There’s a meme going around that goes like this:
Jesus: “Love your enemies. Do good to those who hate you.”
Onlooker: “But Lord, what if they’re Muslim?”
Jesus: “…Ok, let me start again from the beginning.”
I’ve found myself having a love/hate relationship with this meme and its variations!
Loving your enemies is revolutionary. “If I have not love” and all that. It is so important. However that’s not what I see as the big issue for some of today’s Christians. I don’t see the “Muslim” bit as the issue, either.
What I do see as the big issue is the disconnect some Christians have with love. It’s easy when your love is a love from afar, when it is not challenged, when you’re not in a warzone. When the term “Muslim” is occasionally heard on the news, we quickly rationalise that not all Muslims are like those extreme examples. Now we’ve mentally created a subgroup of Muslims that are easy to love and thus satisfy ourselves.

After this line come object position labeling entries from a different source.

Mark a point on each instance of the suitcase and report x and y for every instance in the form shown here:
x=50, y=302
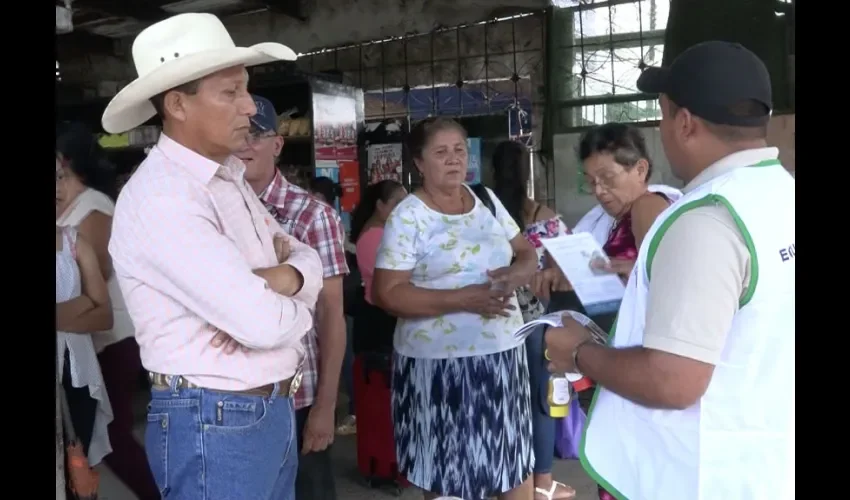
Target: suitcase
x=376, y=459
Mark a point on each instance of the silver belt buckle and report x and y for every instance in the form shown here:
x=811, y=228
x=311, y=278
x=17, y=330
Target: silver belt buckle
x=296, y=383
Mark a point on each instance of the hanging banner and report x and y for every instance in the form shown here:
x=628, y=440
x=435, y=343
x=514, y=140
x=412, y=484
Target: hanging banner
x=335, y=127
x=384, y=162
x=473, y=164
x=349, y=180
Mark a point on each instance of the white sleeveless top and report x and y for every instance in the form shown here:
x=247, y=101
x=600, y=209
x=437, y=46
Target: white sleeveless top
x=737, y=442
x=85, y=368
x=87, y=202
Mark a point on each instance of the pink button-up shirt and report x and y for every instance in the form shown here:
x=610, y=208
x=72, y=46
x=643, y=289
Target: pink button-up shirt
x=186, y=235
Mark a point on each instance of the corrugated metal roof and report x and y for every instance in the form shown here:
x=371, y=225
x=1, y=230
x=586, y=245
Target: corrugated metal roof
x=113, y=27
x=199, y=6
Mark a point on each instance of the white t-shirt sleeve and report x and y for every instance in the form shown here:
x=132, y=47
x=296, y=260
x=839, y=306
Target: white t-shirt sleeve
x=398, y=244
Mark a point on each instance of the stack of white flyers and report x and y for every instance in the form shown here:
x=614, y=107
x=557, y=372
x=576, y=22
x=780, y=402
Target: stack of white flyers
x=600, y=292
x=556, y=319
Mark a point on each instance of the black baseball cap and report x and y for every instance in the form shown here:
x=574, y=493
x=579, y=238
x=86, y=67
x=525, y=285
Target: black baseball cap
x=266, y=118
x=709, y=78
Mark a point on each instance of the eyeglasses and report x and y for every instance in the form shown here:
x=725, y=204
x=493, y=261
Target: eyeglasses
x=606, y=181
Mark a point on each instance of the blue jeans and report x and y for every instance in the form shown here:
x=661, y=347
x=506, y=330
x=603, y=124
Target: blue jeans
x=209, y=445
x=348, y=363
x=542, y=425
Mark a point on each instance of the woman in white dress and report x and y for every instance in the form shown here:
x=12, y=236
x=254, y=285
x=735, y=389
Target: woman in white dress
x=82, y=306
x=85, y=194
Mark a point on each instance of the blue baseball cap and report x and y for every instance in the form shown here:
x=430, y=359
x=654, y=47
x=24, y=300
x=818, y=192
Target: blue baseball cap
x=266, y=118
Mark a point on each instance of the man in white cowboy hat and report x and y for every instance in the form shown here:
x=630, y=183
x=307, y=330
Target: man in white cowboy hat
x=219, y=297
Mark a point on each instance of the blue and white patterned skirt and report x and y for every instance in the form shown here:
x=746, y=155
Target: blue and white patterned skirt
x=463, y=425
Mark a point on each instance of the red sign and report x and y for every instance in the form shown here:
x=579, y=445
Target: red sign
x=349, y=180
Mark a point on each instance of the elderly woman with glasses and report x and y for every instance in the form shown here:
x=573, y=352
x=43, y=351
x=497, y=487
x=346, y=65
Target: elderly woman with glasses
x=617, y=167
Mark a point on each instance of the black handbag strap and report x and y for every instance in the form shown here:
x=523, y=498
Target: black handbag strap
x=482, y=194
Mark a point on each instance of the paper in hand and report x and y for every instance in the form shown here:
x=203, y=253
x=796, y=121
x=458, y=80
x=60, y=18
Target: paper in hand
x=556, y=319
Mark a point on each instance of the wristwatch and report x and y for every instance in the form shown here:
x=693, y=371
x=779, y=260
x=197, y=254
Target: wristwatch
x=575, y=353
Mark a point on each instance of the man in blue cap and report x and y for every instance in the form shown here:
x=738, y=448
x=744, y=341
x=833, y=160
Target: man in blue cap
x=696, y=390
x=318, y=225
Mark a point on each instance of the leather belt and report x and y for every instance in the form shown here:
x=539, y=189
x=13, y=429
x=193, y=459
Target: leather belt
x=286, y=388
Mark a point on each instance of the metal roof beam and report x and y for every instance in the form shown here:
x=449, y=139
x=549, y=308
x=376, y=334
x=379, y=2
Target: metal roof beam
x=126, y=8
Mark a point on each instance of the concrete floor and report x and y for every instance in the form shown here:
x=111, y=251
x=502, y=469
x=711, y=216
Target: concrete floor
x=348, y=483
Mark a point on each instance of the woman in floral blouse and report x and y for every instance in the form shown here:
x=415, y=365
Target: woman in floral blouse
x=511, y=171
x=447, y=269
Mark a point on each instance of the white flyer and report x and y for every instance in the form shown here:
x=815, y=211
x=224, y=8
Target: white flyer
x=599, y=292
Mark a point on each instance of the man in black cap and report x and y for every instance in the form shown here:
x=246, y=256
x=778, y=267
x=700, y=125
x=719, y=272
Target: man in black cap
x=697, y=392
x=316, y=224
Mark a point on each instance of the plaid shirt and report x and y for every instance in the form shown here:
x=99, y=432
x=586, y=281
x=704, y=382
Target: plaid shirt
x=318, y=225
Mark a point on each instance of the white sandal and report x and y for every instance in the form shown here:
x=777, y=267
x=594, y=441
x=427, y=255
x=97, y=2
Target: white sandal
x=550, y=494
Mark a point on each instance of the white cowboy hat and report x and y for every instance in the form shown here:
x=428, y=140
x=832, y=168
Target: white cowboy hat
x=175, y=51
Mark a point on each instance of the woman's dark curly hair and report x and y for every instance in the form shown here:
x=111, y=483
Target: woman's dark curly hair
x=83, y=155
x=624, y=142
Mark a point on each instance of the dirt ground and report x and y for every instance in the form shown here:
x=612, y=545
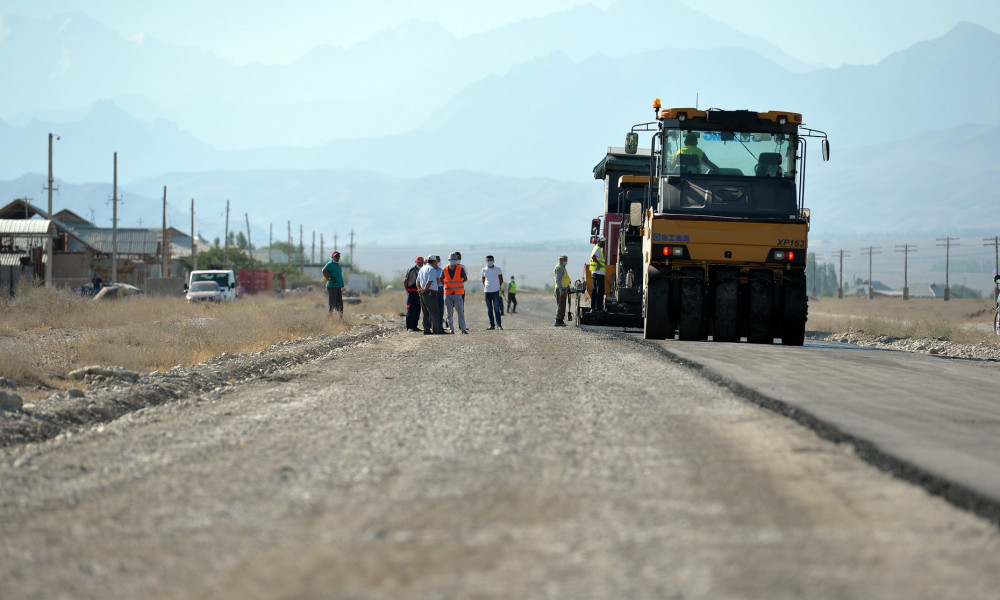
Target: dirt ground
x=533, y=462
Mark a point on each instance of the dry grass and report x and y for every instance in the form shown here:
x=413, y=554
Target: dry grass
x=958, y=320
x=46, y=333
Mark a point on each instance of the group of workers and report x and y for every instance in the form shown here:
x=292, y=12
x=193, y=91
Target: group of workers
x=433, y=288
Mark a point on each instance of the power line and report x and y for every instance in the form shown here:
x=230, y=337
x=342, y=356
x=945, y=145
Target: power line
x=948, y=242
x=906, y=249
x=870, y=251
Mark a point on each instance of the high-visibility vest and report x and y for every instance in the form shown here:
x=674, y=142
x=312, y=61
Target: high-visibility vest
x=597, y=260
x=411, y=279
x=565, y=281
x=453, y=283
x=695, y=150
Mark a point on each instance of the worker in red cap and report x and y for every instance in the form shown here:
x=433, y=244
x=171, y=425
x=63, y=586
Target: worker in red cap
x=334, y=277
x=413, y=296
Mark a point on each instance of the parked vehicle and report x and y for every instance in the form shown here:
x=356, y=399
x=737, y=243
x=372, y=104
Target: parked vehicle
x=224, y=278
x=204, y=291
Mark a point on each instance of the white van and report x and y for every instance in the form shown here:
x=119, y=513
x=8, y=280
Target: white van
x=225, y=278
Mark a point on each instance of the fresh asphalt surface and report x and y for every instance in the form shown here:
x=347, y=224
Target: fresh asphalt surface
x=932, y=420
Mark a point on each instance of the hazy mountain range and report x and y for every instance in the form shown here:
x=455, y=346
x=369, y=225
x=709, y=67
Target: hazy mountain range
x=417, y=133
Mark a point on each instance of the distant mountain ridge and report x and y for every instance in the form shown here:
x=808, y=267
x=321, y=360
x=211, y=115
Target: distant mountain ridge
x=517, y=124
x=506, y=140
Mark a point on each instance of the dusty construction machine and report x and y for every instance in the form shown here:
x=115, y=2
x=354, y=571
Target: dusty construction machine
x=706, y=233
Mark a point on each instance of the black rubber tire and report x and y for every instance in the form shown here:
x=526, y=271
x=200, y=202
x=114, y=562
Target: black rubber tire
x=691, y=323
x=725, y=324
x=656, y=323
x=793, y=321
x=759, y=315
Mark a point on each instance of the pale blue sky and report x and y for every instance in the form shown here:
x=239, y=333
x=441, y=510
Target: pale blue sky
x=824, y=32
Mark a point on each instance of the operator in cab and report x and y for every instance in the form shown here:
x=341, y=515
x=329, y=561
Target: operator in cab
x=690, y=147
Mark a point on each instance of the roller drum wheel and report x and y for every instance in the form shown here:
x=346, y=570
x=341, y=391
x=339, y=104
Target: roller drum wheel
x=656, y=324
x=725, y=322
x=793, y=322
x=759, y=315
x=691, y=323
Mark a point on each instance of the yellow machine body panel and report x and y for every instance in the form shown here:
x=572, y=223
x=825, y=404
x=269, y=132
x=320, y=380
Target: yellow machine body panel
x=723, y=241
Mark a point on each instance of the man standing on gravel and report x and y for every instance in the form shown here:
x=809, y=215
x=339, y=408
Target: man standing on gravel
x=561, y=286
x=454, y=279
x=334, y=277
x=492, y=282
x=512, y=296
x=413, y=295
x=427, y=284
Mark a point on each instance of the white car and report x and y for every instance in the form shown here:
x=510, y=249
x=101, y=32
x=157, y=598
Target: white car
x=204, y=291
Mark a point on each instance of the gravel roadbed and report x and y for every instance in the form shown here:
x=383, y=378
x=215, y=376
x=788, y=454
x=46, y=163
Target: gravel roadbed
x=107, y=398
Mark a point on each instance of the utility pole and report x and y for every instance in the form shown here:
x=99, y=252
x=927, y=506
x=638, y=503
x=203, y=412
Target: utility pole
x=351, y=246
x=114, y=225
x=906, y=249
x=840, y=289
x=870, y=251
x=995, y=242
x=194, y=241
x=225, y=243
x=948, y=241
x=816, y=256
x=165, y=242
x=48, y=242
x=249, y=245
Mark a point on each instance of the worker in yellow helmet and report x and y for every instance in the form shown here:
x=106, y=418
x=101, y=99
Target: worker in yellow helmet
x=690, y=147
x=597, y=264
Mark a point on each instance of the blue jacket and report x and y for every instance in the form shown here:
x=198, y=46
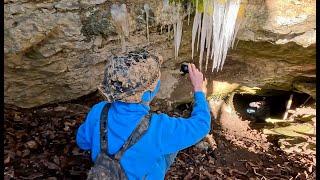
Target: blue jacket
x=165, y=135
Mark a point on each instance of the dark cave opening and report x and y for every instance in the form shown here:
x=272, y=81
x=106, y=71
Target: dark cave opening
x=272, y=105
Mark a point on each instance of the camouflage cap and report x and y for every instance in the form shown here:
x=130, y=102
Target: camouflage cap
x=127, y=77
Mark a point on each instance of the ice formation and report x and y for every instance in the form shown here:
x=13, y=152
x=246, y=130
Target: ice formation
x=189, y=12
x=146, y=9
x=216, y=28
x=120, y=17
x=177, y=29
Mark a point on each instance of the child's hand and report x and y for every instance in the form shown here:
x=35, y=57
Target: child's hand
x=196, y=78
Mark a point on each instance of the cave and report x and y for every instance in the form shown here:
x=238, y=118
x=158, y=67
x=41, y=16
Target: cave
x=274, y=107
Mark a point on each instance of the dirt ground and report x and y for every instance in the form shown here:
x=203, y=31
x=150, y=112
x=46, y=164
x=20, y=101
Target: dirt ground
x=40, y=144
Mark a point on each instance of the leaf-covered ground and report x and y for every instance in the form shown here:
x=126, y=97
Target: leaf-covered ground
x=40, y=144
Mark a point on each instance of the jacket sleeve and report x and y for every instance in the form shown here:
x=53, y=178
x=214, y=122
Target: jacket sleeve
x=180, y=133
x=85, y=131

Please note I’m not attacking Muslims, I’m highlighting our thought process.
For me, the meme would be far more powerful if the question was “But Jesus, what about if they’re causing problems at my church?” because this might start to convict us that this love thing is far harder to do on a personal level than a remote, generalised level.
There’s a danger in thinking we’re following Jesus’ teaching by creating a comfortable but distant entity that we can feel good about because our ‘love’ for them is demonstrated as not judging them, when we should realise there are people in our immediate social circles who, whilst much harder to love, are our front line when it comes to acting out Jesus’ directive.